Current LIB recycling infrastructure relies on multi-step processes that consume significant energy and reagents. End-of-life cells are typically shredded, with recovered black mass treated through hydrometallurgical leaching, solvent extraction, or high-temperature pyrometallurgical processing to isolate metals such as lithium, cobalt, nickel, and manganese. These recovered materials must then be reprocessed into battery-grade precursors and reassembled into new cells. The associated unit operations introduce capital cost, operating cost, and environmental burden, and there is presently no commercialized method to recondition or rejuvenate LIB cells or their principal components for direct reuse. As domestic demand for LIB recycling capacity grows, the absence of a lower-intensity reuse pathway constrains the economic and environmental performance of the broader battery circularity sector.

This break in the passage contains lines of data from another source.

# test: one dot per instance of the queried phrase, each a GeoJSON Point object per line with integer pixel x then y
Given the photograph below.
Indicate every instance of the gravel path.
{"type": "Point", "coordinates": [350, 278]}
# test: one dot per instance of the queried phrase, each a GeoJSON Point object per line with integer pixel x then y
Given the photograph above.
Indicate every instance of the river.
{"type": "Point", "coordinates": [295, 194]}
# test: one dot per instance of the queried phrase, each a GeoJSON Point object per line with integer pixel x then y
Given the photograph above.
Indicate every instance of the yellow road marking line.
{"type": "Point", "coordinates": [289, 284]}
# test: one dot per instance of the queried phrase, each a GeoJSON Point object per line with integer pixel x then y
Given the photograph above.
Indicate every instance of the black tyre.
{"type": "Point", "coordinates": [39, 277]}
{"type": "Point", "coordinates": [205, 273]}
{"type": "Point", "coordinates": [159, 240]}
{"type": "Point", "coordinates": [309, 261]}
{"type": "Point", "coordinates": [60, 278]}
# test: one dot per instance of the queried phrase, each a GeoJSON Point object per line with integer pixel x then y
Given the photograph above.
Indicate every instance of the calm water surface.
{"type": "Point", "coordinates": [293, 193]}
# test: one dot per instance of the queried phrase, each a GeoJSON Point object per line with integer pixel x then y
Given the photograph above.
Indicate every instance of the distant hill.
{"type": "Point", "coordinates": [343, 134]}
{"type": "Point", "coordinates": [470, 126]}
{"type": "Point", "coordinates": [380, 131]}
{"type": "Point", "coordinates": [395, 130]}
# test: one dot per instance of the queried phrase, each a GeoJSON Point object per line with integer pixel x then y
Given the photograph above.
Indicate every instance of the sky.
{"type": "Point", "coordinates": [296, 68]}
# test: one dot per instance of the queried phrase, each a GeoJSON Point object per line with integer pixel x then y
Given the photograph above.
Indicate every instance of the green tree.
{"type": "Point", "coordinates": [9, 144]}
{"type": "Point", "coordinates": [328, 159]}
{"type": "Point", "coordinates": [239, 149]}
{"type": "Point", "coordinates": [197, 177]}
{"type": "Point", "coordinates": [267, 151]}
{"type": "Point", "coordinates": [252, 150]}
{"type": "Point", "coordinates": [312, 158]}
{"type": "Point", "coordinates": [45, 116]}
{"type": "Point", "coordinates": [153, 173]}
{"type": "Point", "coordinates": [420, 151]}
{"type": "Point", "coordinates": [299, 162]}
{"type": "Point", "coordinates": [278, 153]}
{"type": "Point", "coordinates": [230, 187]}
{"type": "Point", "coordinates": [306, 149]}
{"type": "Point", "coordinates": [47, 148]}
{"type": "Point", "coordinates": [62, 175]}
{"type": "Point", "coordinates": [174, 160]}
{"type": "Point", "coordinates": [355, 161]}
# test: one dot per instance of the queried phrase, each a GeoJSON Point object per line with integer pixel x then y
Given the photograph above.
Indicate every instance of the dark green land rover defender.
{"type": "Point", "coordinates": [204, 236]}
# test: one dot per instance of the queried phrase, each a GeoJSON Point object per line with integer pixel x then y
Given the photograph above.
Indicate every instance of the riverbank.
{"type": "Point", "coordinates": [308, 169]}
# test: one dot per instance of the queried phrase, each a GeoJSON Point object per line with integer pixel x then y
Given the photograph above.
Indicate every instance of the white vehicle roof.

Differentiation & Advantages

Operates directly on assembled cells, eliminating the need for shredding, separation, and component reconstruction steps required by conventional recycling. Designed to restore electrochemical properties of the existing electrode set, enabling direct electrode reuse rather than raw material recovery. Intended to reduce reagent and energy inputs relative to hydrometallurgical and pyrometallurgical processing. May lower capital and operational requirements for recycling facilities by consolidating multiple unit operations into a single rejuvenation step. Addresses a recycling pathway for which no commercialized equivalent currently exists.

Potential Applications

Direct rejuvenation of end-of-life LIB cells recovered from consumer electronics, stationary storage, or transportation applications. Integration into existing LIB recycling and reuse facilities as a front-end reconditioning step prior to, or in place of, material recovery. Supporting domestic battery circularity initiatives that prioritize reuse over raw material extraction. Secondary-use battery pathways where partial capacity restoration may extend service life. Reducing the volume of cells entering energy-intensive downstream recycling streams.